INTRATABLE. El ciclista del Saunier Koldo Gil ha demostrado ser el más fuerte en todos los terrenos en esta Euskal Bizikleta. / IGOR AIZPURU
CICLISMO
El lugar donde acampan los equipos antes de la contrarreloj parece un callejón de salida. Nervios. Electricidad en el oxígeno. La megafonía reclama a los ciclistas. En fila.
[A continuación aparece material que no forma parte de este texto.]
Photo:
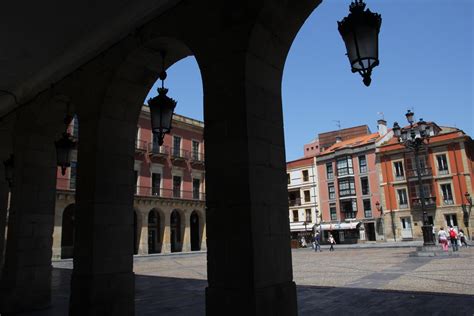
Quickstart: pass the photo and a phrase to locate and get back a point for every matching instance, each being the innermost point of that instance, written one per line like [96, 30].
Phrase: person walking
[332, 242]
[316, 242]
[462, 238]
[443, 239]
[453, 236]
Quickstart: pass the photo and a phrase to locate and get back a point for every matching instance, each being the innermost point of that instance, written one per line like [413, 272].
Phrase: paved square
[383, 281]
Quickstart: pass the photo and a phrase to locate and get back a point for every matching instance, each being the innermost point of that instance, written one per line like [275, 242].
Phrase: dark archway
[67, 233]
[154, 232]
[135, 233]
[195, 232]
[176, 239]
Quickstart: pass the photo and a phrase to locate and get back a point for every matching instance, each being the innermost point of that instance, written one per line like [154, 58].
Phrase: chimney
[382, 127]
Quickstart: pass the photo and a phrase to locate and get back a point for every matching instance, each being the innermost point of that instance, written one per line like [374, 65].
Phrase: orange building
[447, 174]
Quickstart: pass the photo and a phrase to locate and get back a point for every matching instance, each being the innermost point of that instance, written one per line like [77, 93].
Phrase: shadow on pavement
[156, 295]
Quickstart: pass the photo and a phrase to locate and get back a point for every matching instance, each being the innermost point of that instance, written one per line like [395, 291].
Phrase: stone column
[4, 191]
[26, 278]
[248, 235]
[103, 280]
[187, 231]
[143, 243]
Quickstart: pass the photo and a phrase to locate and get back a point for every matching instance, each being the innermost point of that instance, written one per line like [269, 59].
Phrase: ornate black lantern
[161, 108]
[64, 147]
[9, 166]
[360, 32]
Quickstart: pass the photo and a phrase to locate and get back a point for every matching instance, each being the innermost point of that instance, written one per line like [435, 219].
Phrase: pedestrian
[303, 242]
[316, 242]
[443, 239]
[453, 236]
[332, 242]
[462, 238]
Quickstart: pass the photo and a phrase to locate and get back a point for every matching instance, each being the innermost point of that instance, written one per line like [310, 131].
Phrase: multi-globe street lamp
[415, 138]
[466, 209]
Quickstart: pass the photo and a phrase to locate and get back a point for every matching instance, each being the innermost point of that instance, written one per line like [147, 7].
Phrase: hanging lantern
[64, 147]
[360, 32]
[161, 108]
[9, 166]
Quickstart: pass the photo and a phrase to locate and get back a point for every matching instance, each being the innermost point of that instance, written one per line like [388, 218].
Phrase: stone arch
[196, 225]
[137, 230]
[177, 224]
[155, 231]
[67, 232]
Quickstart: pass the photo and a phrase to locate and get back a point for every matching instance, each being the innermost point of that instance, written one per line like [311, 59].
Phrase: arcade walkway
[372, 282]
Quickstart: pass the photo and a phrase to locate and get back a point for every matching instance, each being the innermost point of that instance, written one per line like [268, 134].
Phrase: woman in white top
[443, 238]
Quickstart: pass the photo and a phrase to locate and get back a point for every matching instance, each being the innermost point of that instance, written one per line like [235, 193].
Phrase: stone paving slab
[344, 282]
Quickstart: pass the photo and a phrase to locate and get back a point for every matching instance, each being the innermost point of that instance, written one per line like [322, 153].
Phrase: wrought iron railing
[430, 202]
[169, 193]
[424, 172]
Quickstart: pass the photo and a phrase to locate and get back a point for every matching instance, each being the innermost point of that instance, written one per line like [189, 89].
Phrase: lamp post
[415, 138]
[360, 33]
[161, 108]
[466, 209]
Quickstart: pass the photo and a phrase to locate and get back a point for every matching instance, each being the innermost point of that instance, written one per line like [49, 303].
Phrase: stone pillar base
[102, 294]
[279, 299]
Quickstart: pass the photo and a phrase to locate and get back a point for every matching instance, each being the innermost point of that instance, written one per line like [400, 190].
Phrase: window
[349, 207]
[196, 186]
[176, 186]
[364, 183]
[346, 187]
[344, 166]
[307, 196]
[329, 171]
[155, 184]
[442, 164]
[295, 216]
[362, 164]
[333, 212]
[399, 173]
[402, 198]
[447, 193]
[367, 209]
[195, 151]
[305, 175]
[72, 175]
[177, 146]
[332, 191]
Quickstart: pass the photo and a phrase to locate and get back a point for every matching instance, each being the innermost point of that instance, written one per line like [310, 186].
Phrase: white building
[302, 196]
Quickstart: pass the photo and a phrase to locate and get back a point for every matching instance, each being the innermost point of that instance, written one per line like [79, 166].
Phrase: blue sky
[426, 64]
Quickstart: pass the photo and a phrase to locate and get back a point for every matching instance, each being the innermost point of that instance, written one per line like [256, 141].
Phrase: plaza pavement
[348, 281]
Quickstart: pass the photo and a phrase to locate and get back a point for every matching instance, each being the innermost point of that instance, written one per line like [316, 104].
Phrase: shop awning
[338, 226]
[299, 227]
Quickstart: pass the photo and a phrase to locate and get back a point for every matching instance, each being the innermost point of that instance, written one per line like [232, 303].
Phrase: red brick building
[447, 174]
[169, 204]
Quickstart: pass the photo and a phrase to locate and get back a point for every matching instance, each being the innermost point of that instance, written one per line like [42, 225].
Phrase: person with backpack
[316, 242]
[453, 236]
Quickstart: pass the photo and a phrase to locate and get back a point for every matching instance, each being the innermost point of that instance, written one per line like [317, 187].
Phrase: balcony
[140, 145]
[158, 151]
[169, 193]
[424, 172]
[294, 202]
[196, 158]
[178, 154]
[430, 203]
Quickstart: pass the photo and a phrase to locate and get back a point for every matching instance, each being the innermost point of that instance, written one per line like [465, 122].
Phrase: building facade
[349, 189]
[169, 203]
[447, 175]
[302, 197]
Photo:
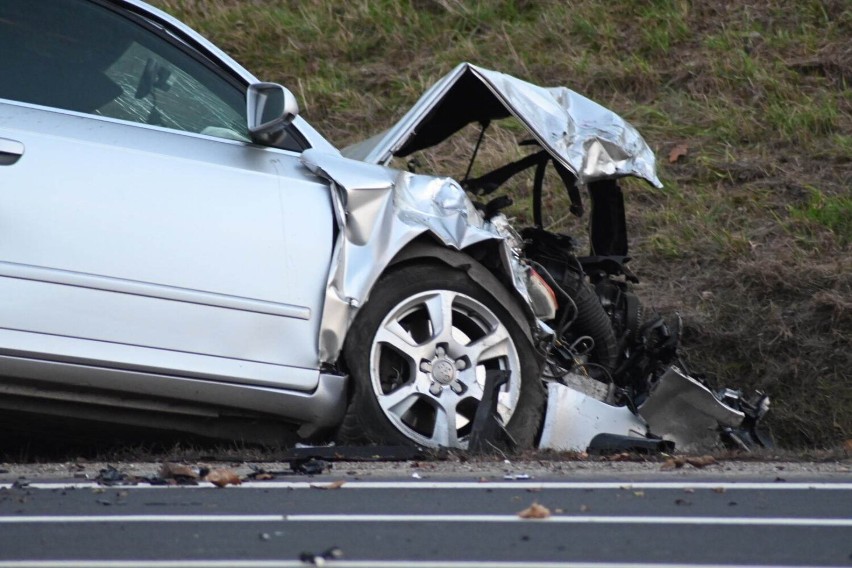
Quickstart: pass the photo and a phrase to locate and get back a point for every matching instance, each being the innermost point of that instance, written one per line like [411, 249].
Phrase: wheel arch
[484, 262]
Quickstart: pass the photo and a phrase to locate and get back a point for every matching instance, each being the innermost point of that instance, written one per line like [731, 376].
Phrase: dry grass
[750, 238]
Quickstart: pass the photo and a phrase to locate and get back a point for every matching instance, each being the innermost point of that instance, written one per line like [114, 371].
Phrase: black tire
[410, 374]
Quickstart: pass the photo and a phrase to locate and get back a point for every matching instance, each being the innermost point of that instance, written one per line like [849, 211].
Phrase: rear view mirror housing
[270, 108]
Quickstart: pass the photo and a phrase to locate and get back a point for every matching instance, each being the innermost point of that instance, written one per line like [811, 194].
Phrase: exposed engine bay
[614, 374]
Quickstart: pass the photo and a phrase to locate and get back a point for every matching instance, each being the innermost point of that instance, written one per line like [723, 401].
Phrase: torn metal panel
[380, 211]
[590, 140]
[681, 409]
[573, 419]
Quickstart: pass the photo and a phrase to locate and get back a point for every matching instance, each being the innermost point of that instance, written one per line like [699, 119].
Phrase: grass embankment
[749, 240]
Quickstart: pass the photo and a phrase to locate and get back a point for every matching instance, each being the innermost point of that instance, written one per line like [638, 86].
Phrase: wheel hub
[443, 371]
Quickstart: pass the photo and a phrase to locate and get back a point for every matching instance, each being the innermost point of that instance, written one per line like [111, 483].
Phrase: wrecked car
[179, 248]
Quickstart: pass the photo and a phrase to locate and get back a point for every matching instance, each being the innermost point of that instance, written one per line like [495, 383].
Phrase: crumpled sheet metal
[573, 419]
[380, 211]
[591, 140]
[686, 412]
[587, 138]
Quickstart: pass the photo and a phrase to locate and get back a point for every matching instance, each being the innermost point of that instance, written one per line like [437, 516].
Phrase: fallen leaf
[535, 511]
[678, 152]
[673, 463]
[171, 470]
[333, 485]
[701, 461]
[223, 477]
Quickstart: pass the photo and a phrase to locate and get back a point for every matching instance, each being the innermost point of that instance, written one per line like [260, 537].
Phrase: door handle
[10, 151]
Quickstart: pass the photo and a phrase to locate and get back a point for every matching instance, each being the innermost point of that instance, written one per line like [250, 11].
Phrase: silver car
[179, 248]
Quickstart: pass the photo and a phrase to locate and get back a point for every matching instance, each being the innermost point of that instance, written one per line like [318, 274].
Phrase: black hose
[592, 320]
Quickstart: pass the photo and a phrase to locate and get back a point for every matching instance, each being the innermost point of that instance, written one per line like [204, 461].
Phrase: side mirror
[270, 108]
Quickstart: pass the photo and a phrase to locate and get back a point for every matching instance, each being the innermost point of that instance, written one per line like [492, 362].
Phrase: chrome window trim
[153, 127]
[146, 289]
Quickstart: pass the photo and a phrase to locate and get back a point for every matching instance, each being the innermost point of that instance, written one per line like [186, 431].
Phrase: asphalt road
[409, 522]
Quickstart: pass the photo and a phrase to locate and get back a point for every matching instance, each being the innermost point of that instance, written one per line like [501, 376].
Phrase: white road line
[579, 519]
[340, 564]
[522, 485]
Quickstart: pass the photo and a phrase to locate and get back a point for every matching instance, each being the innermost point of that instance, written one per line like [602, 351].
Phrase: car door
[139, 227]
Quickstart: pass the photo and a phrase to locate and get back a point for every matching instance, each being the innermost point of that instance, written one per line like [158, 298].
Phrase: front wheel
[418, 352]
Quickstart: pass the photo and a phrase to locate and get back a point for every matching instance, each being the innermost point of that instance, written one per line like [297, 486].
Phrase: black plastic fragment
[310, 466]
[487, 432]
[613, 443]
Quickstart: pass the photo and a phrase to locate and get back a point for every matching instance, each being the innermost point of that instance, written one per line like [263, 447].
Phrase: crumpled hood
[591, 141]
[380, 210]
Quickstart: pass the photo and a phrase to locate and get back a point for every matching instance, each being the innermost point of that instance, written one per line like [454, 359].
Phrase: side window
[79, 55]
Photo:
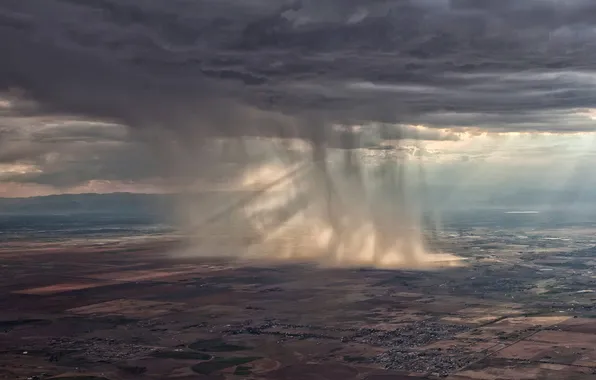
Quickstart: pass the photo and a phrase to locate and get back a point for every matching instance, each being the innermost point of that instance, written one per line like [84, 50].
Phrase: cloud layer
[175, 71]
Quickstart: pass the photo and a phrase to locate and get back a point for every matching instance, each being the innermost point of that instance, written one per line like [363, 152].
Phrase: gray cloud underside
[171, 68]
[406, 61]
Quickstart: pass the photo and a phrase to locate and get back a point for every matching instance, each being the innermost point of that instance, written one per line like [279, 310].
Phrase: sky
[127, 95]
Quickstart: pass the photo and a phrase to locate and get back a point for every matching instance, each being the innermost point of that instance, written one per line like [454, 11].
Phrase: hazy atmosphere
[409, 184]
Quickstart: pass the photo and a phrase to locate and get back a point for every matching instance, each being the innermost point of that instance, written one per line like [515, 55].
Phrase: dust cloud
[344, 196]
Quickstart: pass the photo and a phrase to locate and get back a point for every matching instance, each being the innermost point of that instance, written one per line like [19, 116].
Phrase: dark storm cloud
[183, 69]
[174, 62]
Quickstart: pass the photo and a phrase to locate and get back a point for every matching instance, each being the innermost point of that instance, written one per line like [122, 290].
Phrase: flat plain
[521, 307]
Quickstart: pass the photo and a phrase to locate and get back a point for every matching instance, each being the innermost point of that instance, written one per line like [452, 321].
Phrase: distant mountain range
[441, 198]
[121, 203]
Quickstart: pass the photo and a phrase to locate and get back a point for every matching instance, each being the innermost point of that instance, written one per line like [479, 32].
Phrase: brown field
[136, 313]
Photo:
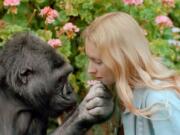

Los especialistas, ese tipo de corredor que se alimenta del reloj, del tiempo, calientan tensos. Sudor de fogueo sobre los rodillos. «Un beso hijo», le pide a David Herrero su madre cuando le ve partir hacia la rampa. «Tranquila, que hoy gano». Casi. Cumplió su promesa durante la mitad de la crono. Luego se la rompió Koldo Gil. Cuando el líder navarro regresó al sitio de la acampada ya no quedaban nervios. Sólo la decepción de sus rivales y la fiesta de los suyos, la del Saunier Duval, el equipo que siempre gana en Euskadi -Marchante se llevó la Vuelta al País Vasco-, el que vence a todas horas: en el sector matinal con el sprint de Ventoso y en el vespertino con Gil. Sesión continua del Saunier en la Euskal Bizikleta. Y hoy más: «Esto ya sí que está casi hecho. Si no sufro una avería en Arrate o me pasa algo raro, ya tengo la carrera». Así, muy claro, adelantó ayer el líder lo que sucederá hoy.